Today, his herd consists of 47 dairy cattle, which produce about 1,000 litres of milk daily. He gets on average 25 litres per cow but his target is to improve the breed to attain 40 litres.
“My target is to have at least 60 dairy cows made up of superior breeds. Eventually, I intend to have pedigree cows, where each of them will produce 40 litres of milk daily,” he said.
The farmer, who is also a pastor, has also diversified into dairy goats, sheep and poultry keeping. An acre of his fiveacre farm is reserved for livestock, while on the rest he has planted trees.
He currently has 40 dairy goats; having lost 10 of them to what he suspects was pneumonia. The support from Acre Africa gives me confidence and my next agenda is to have the goats insured as well to minimise the unexpected losses,” he reveals.
Acre Africa is a service provider that links farmers to insurance providers. It does not directly offer insurance but works with insurers and other stakeholders like dairy hubs, dairy Saccos, individual dairy farmers, financial institutions, input companies, government institutions, county governments, non -governmental organizations and processors.
Through this network, it has managed to bring all kinds of farmers on board. It now insures livestock (dairy and beef cattle), and acts as an intermediary within the entire agriculture value chain to ensure that farmers who have taken insurance through Acre Africa are compensated within the agreed time lines.
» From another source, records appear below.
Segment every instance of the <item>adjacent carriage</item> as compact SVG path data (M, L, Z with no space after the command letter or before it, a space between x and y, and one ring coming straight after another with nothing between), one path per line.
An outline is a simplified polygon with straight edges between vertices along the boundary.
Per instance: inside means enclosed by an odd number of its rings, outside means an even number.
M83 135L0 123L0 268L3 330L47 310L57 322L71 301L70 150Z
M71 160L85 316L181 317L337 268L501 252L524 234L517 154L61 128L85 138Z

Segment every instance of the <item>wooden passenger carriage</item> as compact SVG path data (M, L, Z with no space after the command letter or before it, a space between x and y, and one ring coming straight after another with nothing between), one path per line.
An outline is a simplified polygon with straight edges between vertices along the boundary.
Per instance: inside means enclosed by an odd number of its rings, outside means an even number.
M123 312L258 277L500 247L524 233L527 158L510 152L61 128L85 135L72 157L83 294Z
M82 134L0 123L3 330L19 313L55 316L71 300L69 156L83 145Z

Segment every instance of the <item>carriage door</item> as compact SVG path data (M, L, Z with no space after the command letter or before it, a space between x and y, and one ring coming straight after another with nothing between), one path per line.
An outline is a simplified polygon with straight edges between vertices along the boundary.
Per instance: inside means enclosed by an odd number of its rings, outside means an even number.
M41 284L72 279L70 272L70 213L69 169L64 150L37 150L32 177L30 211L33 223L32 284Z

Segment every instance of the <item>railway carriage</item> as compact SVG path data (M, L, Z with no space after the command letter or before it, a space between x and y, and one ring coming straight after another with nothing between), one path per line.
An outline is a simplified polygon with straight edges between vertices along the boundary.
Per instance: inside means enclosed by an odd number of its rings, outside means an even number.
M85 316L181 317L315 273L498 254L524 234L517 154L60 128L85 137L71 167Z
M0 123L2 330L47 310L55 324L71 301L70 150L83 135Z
“Acre Africa is not an insurance company, but a service provider working with insurers and other stakeholders in the agricultural insurance value chain,” explains principal officer Rahab Kariuki.
To have animal insured, a farmer must follow the recommended animal husbandry practices such as keeping proper records and giving vaccinations.
Acre Africa ensures that a farmer’s progress is continually monitored by contracted veterinary doctors. A farmer is free to insure a single animal or as many as he desires only that before the cover is issued, the value of the cow and its health status must first be evaluated.
“We cover almost everything that does not arise from a farmer’s negligence. Farmers are compensated for deaths resulting from natural calamities and epidemic diseases such as anthrax, foot and mouth,” says Rahab Karanja.
Most African countries are moving towards agricultural sustainability and one of the key objectives of Acre Africa is to see to it that farmers benefit as they venture into this.
“Farmers will only invest in quality seeds and good livestock breeds when they are assured they will not suffer losses when catastrophes strike. The risks are associated with unpredictable circumstances such as drought, flooding, uncontrollable diseases or pests and death,” she adds.
By cushioning farmers and minimizing unexpected losses, Acre Africa is of great benefit to over 800,000 farmers across Africa.
This goal has been achieved in about five years. What is drawing farmers to Acre Africa?
According to the principal officer, providing innovative and affordable insurance solutions mainly to smallholders has continued to build confidence.
In recent years, the agricultural sector has recorded a high margin of growth. This scenario is attributed to the large number of people, including youth in formal employment opting to venture into agribusiness.
“Construction and agriculture are growing fast in Kenya. Young entrepreneurs are considering farming as a worthy investment unlike a few years ago when people only thought of either putting their savings into the transport industry or in real estate. Any investor wants an assurance of good returns with minimal risks,” the principal officer explains.
Innovative products have been the driving force behind the fast growth of Acre Africa. One of its newest products is an insurance cover to take care of the loss of income between when a farmer loses his livestock and the time of compensation.
A dairy farmer whose animal dies, for instance, continues to get his milk earnings as he awaits compensation.